Around the Mall & Beyond
The Smithsonian, the world's largest museum and research complex, has yet another address http://www.si.edu on the World Wide Web; so put your feet up and come visit the new 'Museum Without Walls'
- By Michael Kernan
- Smithsonian magazine, October 1995, Subscribe
(Page 4 of 4)
Here is the Niño exhibit. It tells me the same things I learned on my machine, but now I watch video clips of the drought in Australia and the rains in Texas, and neat shots of hurricanes and other natural phenomena.
On through the exhibit: a ship's figurehead, fishermen's T-shirts, traps, a Polynesian stick chart for mapping the Pacific wave and current patterns, samples of polluted water, and sea products from denture adhesive to explosives, from nail polish to paint. More kiosks and photomurals, scary facts about the ozone hole, industrial pollution and zebra mussels, which are infiltrating our waters at an alarming rate and will cost us $5 billion in damage by the year 2000 (Smithsonian, February 1994).
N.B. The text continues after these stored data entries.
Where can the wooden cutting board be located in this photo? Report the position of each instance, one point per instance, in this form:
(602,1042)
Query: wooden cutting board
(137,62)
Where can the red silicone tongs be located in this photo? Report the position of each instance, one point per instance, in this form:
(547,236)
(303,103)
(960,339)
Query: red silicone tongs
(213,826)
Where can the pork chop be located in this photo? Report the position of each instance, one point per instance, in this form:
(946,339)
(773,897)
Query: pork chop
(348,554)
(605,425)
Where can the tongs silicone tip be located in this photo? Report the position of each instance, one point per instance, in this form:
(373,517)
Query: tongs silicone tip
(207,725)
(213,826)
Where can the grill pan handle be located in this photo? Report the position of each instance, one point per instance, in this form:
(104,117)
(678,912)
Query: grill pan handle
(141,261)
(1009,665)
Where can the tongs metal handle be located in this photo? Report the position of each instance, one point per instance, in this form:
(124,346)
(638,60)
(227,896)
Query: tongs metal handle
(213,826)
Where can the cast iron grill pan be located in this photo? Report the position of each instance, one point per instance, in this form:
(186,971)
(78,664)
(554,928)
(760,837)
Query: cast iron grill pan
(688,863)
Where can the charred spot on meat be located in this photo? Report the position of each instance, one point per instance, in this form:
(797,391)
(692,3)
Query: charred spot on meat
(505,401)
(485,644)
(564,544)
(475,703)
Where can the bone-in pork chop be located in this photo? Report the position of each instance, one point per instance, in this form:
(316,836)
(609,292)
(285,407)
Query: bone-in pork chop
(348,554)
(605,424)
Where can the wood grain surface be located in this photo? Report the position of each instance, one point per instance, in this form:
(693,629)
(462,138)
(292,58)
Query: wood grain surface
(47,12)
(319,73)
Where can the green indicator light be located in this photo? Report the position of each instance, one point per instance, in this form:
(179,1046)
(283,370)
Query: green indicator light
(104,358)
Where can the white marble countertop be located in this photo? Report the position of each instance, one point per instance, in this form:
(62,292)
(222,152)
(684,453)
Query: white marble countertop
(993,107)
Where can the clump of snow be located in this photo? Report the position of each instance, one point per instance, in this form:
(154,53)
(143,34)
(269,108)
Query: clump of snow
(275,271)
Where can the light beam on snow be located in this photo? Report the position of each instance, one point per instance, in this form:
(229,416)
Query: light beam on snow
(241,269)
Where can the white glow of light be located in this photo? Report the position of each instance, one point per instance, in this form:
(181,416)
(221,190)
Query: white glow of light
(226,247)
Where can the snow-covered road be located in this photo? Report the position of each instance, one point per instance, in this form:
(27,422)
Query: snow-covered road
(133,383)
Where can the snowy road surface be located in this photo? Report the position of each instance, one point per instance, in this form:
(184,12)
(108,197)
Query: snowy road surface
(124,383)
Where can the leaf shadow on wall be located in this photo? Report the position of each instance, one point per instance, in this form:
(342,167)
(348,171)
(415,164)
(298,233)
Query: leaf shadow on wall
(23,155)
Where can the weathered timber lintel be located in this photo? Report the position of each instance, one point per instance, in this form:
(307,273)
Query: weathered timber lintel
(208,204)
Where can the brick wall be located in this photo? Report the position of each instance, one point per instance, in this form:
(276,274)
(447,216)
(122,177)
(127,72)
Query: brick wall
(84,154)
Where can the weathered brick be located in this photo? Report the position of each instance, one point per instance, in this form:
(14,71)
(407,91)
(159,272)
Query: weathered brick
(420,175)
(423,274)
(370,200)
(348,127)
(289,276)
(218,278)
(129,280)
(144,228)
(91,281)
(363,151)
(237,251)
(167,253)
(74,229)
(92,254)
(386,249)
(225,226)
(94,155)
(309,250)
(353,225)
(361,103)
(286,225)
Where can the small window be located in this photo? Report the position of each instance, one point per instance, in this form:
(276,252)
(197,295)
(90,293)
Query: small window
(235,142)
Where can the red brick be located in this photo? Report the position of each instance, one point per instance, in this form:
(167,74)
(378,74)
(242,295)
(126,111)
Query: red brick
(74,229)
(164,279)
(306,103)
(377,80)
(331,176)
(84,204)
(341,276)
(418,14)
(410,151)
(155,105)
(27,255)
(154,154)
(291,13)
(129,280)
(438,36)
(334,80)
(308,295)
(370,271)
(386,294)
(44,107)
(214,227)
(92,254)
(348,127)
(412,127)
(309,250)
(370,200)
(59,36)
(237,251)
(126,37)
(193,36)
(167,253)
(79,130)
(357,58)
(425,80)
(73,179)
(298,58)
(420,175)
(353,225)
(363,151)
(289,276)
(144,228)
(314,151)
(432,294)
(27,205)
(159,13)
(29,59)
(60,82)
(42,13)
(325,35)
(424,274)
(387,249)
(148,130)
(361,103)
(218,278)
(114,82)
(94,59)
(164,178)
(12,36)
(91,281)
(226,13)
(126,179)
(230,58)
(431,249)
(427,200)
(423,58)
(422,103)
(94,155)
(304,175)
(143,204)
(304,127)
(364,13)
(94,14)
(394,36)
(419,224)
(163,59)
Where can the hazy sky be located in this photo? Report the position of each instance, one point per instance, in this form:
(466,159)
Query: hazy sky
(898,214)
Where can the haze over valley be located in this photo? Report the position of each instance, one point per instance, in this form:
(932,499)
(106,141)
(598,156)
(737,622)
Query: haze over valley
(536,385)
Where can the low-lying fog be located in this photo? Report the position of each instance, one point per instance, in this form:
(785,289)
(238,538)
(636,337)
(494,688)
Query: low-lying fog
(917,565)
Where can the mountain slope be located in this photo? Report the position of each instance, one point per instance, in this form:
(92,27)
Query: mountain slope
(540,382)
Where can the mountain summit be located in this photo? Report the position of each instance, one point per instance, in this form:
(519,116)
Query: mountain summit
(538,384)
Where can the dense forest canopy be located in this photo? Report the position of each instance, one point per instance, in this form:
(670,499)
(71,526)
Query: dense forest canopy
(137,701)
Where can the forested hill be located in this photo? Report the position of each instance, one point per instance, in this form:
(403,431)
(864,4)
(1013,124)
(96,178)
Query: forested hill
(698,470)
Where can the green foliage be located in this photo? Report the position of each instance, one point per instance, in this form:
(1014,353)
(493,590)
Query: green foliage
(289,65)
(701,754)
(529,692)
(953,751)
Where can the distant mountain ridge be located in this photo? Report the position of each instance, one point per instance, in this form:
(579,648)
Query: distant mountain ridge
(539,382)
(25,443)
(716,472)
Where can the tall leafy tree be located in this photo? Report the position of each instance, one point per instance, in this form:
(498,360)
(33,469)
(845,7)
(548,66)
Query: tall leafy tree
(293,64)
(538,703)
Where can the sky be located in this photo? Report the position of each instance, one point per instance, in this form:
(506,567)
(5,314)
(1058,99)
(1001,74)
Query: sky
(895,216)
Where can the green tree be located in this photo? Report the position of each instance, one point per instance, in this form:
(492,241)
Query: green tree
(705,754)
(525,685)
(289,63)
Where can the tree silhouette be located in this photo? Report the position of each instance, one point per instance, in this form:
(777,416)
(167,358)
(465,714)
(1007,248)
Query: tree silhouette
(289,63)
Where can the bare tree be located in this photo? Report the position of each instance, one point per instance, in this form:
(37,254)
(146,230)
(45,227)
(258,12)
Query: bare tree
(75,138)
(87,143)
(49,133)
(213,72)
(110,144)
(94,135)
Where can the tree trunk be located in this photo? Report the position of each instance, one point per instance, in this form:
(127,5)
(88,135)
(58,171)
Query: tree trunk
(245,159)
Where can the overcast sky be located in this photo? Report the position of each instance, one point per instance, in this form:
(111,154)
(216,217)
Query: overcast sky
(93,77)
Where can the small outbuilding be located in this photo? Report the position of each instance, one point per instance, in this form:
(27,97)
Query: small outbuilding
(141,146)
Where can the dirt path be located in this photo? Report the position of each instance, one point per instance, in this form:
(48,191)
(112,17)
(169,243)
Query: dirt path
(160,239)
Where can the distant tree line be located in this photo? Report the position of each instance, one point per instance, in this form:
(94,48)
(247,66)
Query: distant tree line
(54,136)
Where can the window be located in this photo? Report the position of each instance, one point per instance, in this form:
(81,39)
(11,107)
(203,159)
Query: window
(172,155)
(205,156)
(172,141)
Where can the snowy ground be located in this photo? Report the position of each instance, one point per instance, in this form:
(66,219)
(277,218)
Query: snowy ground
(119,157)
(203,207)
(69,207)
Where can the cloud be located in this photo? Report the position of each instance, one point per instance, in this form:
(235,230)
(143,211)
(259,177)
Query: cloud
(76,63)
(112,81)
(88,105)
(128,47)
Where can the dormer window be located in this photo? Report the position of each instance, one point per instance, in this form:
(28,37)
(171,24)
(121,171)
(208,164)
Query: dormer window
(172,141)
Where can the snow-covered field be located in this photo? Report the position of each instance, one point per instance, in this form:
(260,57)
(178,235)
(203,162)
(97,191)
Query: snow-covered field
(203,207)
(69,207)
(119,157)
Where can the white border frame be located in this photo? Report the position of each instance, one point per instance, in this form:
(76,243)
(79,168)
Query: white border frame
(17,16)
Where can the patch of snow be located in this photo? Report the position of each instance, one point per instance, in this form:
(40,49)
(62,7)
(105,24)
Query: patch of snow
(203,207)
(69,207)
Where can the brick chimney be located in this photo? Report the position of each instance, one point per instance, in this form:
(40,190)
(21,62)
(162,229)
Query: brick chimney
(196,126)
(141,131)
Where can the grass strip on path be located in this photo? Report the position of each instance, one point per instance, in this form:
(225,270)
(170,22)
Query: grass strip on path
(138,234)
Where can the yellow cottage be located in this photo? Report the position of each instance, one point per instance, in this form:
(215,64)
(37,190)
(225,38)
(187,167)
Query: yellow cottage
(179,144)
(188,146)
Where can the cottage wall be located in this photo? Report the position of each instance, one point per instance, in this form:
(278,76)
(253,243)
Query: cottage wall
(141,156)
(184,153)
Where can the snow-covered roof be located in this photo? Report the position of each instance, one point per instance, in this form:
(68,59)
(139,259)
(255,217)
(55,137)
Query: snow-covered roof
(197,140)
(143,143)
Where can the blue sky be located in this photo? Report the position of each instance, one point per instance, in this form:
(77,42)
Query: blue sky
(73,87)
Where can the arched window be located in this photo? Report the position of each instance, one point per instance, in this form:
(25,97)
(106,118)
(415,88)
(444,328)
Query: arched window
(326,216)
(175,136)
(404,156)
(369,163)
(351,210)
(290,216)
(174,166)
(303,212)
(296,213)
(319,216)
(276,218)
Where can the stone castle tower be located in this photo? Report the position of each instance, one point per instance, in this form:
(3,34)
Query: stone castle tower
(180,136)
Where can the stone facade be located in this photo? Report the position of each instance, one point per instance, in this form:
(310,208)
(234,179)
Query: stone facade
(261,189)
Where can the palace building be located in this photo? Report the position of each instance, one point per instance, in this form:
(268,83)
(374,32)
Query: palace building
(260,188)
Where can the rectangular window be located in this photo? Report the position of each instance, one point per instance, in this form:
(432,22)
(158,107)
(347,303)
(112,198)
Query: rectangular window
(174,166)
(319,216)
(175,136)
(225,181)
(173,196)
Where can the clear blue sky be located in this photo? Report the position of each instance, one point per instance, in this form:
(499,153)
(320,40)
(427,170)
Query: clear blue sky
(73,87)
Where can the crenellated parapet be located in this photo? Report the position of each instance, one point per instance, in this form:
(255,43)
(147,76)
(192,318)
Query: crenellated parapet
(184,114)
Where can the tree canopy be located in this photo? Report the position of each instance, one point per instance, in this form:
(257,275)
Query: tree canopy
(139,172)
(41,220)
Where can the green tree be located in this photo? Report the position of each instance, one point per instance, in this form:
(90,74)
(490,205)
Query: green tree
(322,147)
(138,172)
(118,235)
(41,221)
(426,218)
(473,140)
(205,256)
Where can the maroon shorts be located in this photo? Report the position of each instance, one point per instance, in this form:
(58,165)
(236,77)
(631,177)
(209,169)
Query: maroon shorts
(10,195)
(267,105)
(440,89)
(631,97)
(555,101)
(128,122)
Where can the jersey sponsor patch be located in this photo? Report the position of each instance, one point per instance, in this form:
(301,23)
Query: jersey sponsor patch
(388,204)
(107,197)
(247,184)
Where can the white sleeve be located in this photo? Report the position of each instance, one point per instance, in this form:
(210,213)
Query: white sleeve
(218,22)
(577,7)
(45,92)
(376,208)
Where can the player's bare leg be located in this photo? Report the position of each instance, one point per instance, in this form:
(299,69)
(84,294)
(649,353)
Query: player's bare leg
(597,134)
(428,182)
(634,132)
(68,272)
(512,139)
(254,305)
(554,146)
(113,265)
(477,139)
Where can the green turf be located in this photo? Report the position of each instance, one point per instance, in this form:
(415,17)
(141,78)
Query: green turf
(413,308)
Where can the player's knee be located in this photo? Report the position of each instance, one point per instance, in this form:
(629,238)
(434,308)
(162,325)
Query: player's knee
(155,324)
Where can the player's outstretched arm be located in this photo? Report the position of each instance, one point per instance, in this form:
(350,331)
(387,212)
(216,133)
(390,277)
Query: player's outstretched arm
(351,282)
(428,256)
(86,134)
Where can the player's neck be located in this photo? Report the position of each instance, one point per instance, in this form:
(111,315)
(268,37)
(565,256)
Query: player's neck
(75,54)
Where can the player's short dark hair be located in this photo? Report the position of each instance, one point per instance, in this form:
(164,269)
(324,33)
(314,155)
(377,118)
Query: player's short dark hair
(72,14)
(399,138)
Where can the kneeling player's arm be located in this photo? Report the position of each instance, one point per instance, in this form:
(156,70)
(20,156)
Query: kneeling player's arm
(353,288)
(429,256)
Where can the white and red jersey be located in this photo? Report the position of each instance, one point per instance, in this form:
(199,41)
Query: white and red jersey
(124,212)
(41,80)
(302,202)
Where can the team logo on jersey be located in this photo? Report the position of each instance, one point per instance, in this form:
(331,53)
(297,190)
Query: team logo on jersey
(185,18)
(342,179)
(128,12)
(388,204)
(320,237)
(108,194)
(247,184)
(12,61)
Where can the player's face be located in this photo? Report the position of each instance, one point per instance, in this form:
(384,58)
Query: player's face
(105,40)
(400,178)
It is an interesting show, all right, and an important one for everybody, for it tells us that we have got to start thinking about the oceans and what is happening to them. In the museum itself, the information is obviously more exciting, more firsthand than on the Web. But I must say, much to my surprise, I was won over by the exhibit on my little screen in the tranquillity of an office. With my feet up on the desk.